LFGY cash-secured put positions are structurally neutral to slightly bullish; the modeled P&L assumes European-style exercise at expiration and ignores early assignment, transaction costs, dividends paid before expiry on the stock leg (when present), and the bid-ask spread on the listed chain. LFGY positions also carry Financial Services sector concentration risk; news flow inside the sector (peer earnings, regulatory shifts, supply-chain headlines) can move LFGY alongside the broader basket even when LFGY-specific fundamentals are unchanged. Short-premium structures like a cash-secured put on LFGY carry tail risk when realized volatility exceeds the implied move; review historical LFGY earnings reactions and macro stress periods before sizing. Always rebuild the position from current LFGY chain quotes before placing a trade.

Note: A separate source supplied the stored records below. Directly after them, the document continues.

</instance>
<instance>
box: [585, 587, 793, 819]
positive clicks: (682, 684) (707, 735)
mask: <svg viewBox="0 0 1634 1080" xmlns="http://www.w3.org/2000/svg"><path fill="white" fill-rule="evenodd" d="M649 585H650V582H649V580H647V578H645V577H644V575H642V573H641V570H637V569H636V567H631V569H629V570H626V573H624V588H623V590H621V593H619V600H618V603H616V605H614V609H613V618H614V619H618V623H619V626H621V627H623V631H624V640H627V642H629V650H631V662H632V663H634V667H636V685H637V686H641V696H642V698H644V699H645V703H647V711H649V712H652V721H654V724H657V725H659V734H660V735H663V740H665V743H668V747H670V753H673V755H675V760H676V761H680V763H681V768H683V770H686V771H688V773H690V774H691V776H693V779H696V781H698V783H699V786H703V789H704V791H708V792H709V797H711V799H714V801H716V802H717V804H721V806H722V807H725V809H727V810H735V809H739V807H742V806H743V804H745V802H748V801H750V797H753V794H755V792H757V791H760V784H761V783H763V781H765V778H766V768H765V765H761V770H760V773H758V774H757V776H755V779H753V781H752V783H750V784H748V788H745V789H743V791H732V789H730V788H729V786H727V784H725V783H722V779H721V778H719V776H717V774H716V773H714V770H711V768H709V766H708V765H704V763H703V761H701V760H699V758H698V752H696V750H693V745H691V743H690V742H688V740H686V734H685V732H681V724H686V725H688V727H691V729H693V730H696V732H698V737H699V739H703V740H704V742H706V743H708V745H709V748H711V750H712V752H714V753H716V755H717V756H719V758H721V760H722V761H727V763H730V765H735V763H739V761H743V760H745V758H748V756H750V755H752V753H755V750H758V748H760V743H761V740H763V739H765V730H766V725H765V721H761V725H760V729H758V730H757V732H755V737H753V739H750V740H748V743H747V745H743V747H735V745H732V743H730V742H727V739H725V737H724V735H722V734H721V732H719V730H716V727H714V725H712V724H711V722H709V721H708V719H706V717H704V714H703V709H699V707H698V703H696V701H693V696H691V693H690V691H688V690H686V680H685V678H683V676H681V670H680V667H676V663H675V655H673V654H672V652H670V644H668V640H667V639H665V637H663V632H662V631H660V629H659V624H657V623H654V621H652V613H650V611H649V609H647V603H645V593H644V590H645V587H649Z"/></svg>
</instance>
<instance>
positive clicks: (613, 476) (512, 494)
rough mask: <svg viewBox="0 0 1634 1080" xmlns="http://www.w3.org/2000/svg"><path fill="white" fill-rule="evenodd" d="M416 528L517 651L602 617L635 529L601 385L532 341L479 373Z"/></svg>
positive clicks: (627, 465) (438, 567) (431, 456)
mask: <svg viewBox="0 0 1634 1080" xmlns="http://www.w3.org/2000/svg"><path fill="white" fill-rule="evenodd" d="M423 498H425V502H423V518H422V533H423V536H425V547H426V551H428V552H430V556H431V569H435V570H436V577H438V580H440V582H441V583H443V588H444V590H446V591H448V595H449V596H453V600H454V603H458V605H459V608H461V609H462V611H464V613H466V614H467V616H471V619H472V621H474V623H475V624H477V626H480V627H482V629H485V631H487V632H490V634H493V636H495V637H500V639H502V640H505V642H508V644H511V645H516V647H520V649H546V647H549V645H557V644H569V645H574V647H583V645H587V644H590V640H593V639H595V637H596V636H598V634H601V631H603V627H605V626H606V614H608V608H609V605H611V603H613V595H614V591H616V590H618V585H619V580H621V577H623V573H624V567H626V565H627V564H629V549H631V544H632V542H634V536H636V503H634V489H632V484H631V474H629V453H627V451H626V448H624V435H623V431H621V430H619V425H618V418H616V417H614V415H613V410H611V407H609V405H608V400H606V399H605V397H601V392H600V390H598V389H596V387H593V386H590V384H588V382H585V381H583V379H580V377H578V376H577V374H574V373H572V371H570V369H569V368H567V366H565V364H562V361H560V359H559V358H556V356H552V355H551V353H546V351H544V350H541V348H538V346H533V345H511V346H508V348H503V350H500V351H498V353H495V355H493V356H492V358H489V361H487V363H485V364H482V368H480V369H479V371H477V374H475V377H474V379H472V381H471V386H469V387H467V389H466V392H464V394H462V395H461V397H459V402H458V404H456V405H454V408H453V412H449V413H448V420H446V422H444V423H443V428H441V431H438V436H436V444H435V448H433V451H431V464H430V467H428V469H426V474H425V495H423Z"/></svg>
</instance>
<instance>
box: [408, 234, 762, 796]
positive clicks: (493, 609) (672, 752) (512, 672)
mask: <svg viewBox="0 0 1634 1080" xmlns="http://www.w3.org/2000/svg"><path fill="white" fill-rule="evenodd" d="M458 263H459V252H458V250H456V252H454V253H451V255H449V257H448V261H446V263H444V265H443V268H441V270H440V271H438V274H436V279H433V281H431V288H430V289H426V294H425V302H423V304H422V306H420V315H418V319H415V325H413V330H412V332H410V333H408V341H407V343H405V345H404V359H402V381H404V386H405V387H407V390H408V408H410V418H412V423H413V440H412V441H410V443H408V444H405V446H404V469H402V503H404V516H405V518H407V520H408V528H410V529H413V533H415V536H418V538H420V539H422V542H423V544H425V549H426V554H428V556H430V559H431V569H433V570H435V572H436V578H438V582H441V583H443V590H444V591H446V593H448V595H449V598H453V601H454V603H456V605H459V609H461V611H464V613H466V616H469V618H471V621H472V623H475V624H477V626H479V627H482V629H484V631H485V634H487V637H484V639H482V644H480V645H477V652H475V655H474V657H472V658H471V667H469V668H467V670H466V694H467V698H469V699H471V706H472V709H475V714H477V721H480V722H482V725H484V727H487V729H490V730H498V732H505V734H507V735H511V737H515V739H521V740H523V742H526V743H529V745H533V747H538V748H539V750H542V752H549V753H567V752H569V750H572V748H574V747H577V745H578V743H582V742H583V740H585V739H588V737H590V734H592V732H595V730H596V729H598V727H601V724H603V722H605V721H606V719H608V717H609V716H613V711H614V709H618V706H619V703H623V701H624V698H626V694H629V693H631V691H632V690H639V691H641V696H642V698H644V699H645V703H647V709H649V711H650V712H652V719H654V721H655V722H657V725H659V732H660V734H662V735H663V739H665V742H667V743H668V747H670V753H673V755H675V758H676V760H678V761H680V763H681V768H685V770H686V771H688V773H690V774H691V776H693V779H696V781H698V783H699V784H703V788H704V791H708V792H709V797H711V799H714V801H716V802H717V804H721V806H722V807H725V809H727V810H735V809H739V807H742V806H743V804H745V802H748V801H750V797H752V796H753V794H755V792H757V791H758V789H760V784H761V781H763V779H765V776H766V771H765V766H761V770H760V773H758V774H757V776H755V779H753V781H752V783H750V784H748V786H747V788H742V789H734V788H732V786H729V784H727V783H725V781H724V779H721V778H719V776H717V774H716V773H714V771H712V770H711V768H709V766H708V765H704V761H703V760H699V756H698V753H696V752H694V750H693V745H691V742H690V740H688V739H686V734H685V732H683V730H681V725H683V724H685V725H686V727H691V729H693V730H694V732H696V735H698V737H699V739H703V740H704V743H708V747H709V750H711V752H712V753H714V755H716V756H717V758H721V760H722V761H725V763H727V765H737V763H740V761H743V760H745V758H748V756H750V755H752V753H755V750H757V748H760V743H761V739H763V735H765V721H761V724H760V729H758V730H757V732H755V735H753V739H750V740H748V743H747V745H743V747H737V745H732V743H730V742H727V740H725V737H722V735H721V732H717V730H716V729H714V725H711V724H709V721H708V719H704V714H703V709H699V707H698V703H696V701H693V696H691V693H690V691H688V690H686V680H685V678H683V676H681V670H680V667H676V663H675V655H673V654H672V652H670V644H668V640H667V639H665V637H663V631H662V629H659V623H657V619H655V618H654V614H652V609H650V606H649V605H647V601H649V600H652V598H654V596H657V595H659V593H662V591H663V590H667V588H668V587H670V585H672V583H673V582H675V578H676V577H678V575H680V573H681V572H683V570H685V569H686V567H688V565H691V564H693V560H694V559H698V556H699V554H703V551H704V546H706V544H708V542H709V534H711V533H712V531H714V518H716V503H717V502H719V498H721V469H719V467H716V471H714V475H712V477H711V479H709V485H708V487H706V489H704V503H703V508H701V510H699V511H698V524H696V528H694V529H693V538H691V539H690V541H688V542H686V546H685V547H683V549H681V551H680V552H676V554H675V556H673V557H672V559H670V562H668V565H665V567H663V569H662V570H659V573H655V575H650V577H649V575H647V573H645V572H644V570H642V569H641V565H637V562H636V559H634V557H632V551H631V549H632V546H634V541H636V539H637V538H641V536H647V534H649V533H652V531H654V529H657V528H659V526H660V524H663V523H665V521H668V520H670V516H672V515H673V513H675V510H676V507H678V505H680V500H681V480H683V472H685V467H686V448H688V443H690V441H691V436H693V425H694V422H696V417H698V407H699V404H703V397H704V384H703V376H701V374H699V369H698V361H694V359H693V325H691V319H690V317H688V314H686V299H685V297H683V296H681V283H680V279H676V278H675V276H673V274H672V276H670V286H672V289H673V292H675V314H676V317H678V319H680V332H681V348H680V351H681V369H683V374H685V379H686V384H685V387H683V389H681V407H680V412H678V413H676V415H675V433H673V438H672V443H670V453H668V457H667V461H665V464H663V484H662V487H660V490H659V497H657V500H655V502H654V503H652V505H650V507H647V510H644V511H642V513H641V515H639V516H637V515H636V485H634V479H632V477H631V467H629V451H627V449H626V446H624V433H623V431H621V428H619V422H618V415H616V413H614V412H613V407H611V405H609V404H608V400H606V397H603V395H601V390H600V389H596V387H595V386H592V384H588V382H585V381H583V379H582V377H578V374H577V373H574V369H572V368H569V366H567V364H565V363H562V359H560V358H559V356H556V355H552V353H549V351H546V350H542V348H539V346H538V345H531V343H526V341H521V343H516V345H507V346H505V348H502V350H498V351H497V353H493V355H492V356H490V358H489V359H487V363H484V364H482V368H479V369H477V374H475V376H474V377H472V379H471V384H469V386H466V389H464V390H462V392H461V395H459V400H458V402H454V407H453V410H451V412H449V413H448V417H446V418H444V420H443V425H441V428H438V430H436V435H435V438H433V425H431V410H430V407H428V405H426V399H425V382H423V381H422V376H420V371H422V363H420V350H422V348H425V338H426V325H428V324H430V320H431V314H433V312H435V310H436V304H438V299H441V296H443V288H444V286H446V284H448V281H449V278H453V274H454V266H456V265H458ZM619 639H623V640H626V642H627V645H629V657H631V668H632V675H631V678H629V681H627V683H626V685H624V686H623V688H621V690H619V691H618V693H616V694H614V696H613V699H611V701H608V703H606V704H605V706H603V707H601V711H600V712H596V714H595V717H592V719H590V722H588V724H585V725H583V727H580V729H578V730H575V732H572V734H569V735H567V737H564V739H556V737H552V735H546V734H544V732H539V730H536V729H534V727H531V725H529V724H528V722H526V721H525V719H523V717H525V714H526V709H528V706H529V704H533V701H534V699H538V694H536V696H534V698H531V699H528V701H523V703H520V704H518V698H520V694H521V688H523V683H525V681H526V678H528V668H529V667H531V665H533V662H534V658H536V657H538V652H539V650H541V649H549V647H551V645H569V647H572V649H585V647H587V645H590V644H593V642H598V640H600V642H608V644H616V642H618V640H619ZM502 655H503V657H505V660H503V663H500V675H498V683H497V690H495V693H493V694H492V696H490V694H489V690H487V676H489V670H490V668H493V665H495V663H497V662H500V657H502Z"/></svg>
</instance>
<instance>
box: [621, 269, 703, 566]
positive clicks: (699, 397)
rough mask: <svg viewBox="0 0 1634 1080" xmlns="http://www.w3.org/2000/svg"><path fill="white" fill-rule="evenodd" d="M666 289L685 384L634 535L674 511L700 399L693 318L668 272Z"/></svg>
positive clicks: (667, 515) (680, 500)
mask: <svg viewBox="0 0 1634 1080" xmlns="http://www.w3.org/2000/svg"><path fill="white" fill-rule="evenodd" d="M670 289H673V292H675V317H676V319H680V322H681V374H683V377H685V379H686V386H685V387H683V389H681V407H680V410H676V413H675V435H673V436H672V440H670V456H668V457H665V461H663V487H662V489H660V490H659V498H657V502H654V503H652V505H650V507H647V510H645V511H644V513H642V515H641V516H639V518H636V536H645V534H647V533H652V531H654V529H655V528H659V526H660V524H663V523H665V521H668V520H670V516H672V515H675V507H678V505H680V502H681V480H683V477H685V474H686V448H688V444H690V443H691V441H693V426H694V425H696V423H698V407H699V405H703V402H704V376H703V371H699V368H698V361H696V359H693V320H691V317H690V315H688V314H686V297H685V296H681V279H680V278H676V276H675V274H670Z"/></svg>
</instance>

Frequently asked questions
- What is a cash-secured put on LFGY?
- A cash-secured put on LFGY is the cash-secured put strategy applied to LFGY (etf). The strategy is structurally neutral to slightly bullish: A cash-secured put sells an out-of-the-money put while holding cash equal to the strike-times-100 obligation, keeping the premium when the underlying stays above the strike. With LFGY etf trading near $23.92, the strikes shown on this page are snapped to the nearest listed LFGY chain strike and the premiums come straight from the end-of-day bid/ask midpoint.
- How are LFGY cash-secured put max profit and max loss calculated?
- Max profit equals premium times 100; max loss equals strike minus premium times 100 (at zero, assuming assignment). Breakeven is strike minus premium. For the LFGY cash-secured put priced from the end-of-day chain at a 30-day expiry (ATM IV 41.70%), the computed maximum profit is $77.50 per contract and the computed maximum loss is -$2,221.50 per contract. Live intraday quotes will differ as the chain moves through the trading session.
- What is the breakeven for a LFGY cash-secured put?
- The breakeven for the LFGY cash-secured put priced on this page is roughly $22.23 at expiration, derived from end-of-day chain premiums. Breakeven is the underlying price at which the strategy's P&L crosses zero ignoring transaction costs and assignment risk. The current LFGY market-implied 1-standard-deviation expected move is approximately 11.96%; if the move sits well outside the breakeven distance, the structure's risk-reward becomes correspondingly tighter.
- When should you consider a cash-secured put on LFGY?
- Cash-secured puts on LFGY earn premium while a trader waits to acquire LFGY etf at a target strike below the current quote; most attractive when IV is rich and the trader is comfortable owning LFGY.
- How does current LFGY implied volatility affect this cash-secured put?
- LFGY ATM IV is at 41.70% with IV rank near 4.92%, which is on the low end of its 1-year range. Premium-buying structures (long call, long put, debit spreads) are relatively cheap in this regime; premium-selling structures collect less credit per unit risk.